For its Petite Heure Minute Thousand Year Lights, Jaquet Droz applies a technique originating in Asia, in which mother-of-pearl inlay is applied to black lacquer on jewellery boxes. For the dial of this watch, the floral design in white mother-of-pearl is covered in black lacquer. The entire surface is then polished to reveal the pattern underneath. Following this, each individual flower is hand-engraved and highlighted with delicate touches of colour.
No animals were harmed…?
What restrictions, if any, govern the use of mother-of-pearl? What does the Convention on International Trade in Endangered Species of Wild Fauna and Flora (CITES) have to say?

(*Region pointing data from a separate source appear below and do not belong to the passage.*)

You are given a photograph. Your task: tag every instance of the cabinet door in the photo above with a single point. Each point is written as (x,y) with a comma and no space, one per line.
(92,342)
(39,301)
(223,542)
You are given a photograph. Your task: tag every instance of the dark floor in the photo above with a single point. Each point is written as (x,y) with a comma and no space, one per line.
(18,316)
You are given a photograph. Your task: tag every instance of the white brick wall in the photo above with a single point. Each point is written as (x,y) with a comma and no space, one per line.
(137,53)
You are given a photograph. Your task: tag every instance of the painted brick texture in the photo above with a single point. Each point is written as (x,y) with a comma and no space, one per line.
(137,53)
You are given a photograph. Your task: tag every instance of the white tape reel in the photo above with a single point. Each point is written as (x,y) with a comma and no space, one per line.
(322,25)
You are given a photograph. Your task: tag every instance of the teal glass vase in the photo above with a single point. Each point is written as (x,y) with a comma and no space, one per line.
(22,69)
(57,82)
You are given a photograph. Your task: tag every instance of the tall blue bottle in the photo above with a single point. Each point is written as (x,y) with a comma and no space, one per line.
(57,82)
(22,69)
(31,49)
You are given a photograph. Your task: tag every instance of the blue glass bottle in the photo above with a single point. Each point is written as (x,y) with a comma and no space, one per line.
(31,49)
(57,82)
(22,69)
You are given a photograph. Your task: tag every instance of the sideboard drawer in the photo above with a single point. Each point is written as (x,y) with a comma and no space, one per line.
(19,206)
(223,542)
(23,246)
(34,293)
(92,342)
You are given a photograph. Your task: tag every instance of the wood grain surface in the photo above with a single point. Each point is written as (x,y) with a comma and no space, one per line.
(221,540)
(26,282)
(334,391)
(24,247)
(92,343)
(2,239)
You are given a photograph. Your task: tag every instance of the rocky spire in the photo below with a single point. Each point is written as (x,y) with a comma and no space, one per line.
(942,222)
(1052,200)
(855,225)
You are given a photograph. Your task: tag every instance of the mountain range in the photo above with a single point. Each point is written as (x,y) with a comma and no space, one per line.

Stefan Kunfermann, spokesperson for the Swiss Federal Office for Food Safety and Veterinary Affairs, assures us that “the watch industry only uses mother-of-pearl from non-protected species. We have no data regarding species that do not require authorisation. In fact there are no protected species of mother-of-pearl. The only CITES regulations apply to Strombus gigas or queen conch shells, which are traded for their flesh and for pearls, and Tridacna or giant clams which have no shiny mother-of-pearl and are imported as decorative objects.”
This notwithstanding, the International Union for Conservation of Nature has added Haliotis or abalone, a shell that produces highly iridescent mother-of-pearl, to its list of endangered species. While it would appear abalone is not used in watchmaking, shells imported from Asia are commonly sold as seaside souvenirs.